- Jullah Majra Location in Punjab, India Jullah Majra Jullah Majra (India)
- Coordinates: 31°01′41″N 76°01′27″E﻿ / ﻿31.0280813°N 76.0241704°E
- Country: India
- State: Punjab
- District: Shaheed Bhagat Singh Nagar

Government
- • Type: Panchayat raj
- • Body: Gram panchayat
- Elevation: 254 m (833 ft)

Population (2011)
- • Total: 958
- Sex ratio 480/478 ♂/♀

Languages
- • Official: Punjabi
- Time zone: UTC+5:30 (IST)
- PIN: 144518
- Telephone code: 01823
- ISO 3166 code: IN-PB
- Post office: Garcha
- Website: nawanshahr.nic.in

= Jullah Majra =

Jullah Majra is a village in Shaheed Bhagat Singh Nagar district of Punjab State, India. It is located 16.7 km away from postal head office Garcha, 18 km from Nawanshahr, 9.2 km from district headquarter Shaheed Bhagat Singh Nagar and 99 km from state capital Chandigarh. The village is administrated by Sarpanch an elected representative of the village.

== Demography ==
As of 2011, Jullah Majra has a total number of 180 houses and population of 858 of which 480 include are males while 478 are females according to the report published by Census India in 2011. The literacy rate of Jullah Majra is 84.44%, higher than the state average of 75.84%. The population of children under the age of 6 years is 97 which is 10.13% of total population of Jullah Majra, and child sex ratio is approximately 980 as compared to Punjab state average of 846.

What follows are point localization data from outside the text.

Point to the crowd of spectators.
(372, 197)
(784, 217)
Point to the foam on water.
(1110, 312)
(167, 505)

Most of the people are from Schedule Caste which constitutes 59.08% of total population in Jullah Majra. The town does not have any Schedule Tribe population so far.

As per the report published by Census India in 2011, 393 people were engaged in work activities out of the total population of Jullah Majra which includes 279 males and 114 females. According to census survey report 2011, 64.63% workers describe their work as main work and 35.37% workers are involved in Marginal activity providing livelihood for less than 6 months.

== Education ==
KC Engineering College and Doaba Khalsa Trust Group Of Institutions are the nearest colleges. Industrial Training Institute for women (ITI Nawanshahr) is 24 km. The village is 75 km away from Chandigarh University, 58 km from Indian Institute of Technology and 53 km away from Lovely Professional University.

List of schools nearby:
- K.C. Public School, Nawanshahr
- GSSS Haila, Haila
- Baba Karam Singh Public School, Daulatpur
- U.K. Model High School, Langroya

== Transport ==
Banga railway station is the nearest train station however, Phagwara Junction railway station is 29.5 km away from the village. Sahnewal Airport is the nearest domestic airport which located 57 km away in Ludhiana and the nearest international airport is located in Chandigarh also Sri Guru Ram Dass Jee International Airport is the second nearest airport which is 161 km away in Amritsar.